There are fifty mallards in the pool, and about forty take off before I've stepped onto the limestone. I stop while the other ten watch me, and try to let them know I'm no danger; they take off for elsewhere, their instincts more powerful than my message.

Half-way across the limestone half-circle, it occurs to me, it would be a real bummer if I fell in. This water is cold - this is Coldwater spring, and it is still February. I probably wouldn't die but the beloved iPod my friend Chad gave me would. No point in turning around. The sun shines down as I look up and smile. Reaching the other side I grasp a two-inch, pipe railing, to help haul myself onto the flat above the pool, and the whole 15x3 ft L nearly topples into the water, me along with it. I laugh as I crawl up the bank on all fours.

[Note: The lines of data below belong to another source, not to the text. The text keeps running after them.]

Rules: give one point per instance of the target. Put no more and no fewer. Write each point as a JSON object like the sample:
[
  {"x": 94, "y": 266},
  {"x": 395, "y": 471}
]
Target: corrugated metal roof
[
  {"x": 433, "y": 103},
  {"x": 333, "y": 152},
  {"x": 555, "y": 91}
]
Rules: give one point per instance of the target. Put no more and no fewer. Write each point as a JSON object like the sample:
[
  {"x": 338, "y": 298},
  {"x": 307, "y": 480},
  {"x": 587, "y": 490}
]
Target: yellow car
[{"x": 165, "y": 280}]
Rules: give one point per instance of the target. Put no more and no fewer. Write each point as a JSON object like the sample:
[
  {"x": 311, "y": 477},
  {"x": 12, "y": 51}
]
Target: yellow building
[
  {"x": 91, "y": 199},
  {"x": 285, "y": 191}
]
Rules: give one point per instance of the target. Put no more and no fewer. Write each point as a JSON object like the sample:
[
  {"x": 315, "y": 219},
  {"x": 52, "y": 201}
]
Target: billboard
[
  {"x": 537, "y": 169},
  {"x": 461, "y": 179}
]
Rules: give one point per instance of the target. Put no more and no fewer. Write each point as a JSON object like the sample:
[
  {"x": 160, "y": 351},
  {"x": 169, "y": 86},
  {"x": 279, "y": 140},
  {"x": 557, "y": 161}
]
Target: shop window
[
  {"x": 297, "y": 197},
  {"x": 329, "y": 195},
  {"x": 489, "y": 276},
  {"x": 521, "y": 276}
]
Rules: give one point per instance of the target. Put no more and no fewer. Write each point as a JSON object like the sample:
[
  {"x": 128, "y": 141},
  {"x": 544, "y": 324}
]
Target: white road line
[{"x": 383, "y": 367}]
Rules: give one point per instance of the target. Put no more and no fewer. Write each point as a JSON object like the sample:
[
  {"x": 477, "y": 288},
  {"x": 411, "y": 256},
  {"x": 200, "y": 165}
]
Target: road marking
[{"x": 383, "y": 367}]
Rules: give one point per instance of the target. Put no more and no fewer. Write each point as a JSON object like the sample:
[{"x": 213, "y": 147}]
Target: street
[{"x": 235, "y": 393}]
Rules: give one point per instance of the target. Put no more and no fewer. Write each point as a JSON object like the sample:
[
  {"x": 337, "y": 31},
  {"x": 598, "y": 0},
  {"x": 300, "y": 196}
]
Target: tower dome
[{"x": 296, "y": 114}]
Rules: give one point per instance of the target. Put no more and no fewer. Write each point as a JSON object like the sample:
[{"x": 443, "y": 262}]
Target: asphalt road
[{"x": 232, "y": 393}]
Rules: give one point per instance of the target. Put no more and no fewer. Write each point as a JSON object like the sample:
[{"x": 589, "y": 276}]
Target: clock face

Inside the four-square well where the spring emerges, I take several handfuls of water in. People have been here recently, showing their respect; there are relatively fresh flower petals in the water. Standing up, looking out the south-east facing arch, over the pool, the sun shining on the water, through the arch onto my face, I sing and sway softly to Esta Melodia, Marisa Monte, and the whole Earth around me comes alive. The song ends and I climb out, happy that the only footsteps to the spring appear to be coming out of it. Will anyone notice?

The man's dog steps tentatively through the deep snow, in my direction. An ugly mutt, with short, tight blonde curls in an irregular pattern. I put my hand lower than his muzzle, and he lets me scratch behind his ear as he leans toward me, perpendicular to me. I put my left hand on his back and he looks over his back at me and growls, as if to say, "don't think I won't bite you." Got it, and don't worry, I'm no harm. I scratch a while longer and then stop. He shakes his head, and bounds joyously through the snow.

The man is still feeling stupid. "Don't worry about it," I say. "Life isn't any fun if we don't take chances." Right, he says. I tell him if he really wants to take a risk, follow the deer, telling him about the path the deer chose. He seems to be listening, but it doesn't seem to be sinking in. He has no questions for me, still stuck as he is on the idea of a turn-around. I shrug my shoulders, and offer him blessings. "Sometimes, you have to take a risk. It doesn't have to make sense." But he's an old dog, and I'm not sure he can hear me.

Half-way up the hill, it occurs to me, we could try together to get him out of this. I look back, wondering if I should turn back. He's wandering up the path, under the big willow. From this distance, he looks younger, and I realize, of all the places to be stuck on your day off, it doesn't get much better around here than this, particularly when you're stuck. Who knows, maybe he'll take a risk and follow the deer. I imagine him meeting the tow truck driver, soaking wet. You think you're humiliated now? I laugh, and continue on my way, only then realizing I'm listening to Ha Dias, Luca Mundaca, a song I'll soon be dancing to in front of an audience, with my pine swords. I do another little dance, and sing, laughing at myself that I could be such a fool. In the mythical sense, of course.


Kevin said...

Snow and 24 degrees here in Gig Harbor. A spectacular day on the way, I greeted the sunrise in my pajamas at the high point of my yard. Mt. Rainier in the distance, clear and cold. There's a spring in your step it seems, hope it stays around for a bit...thanks for taking us along.

William Hunter Duncan said...


I didn't think it got that cold on the Pacific coast. Ranier in the distance? Sounds beautiful.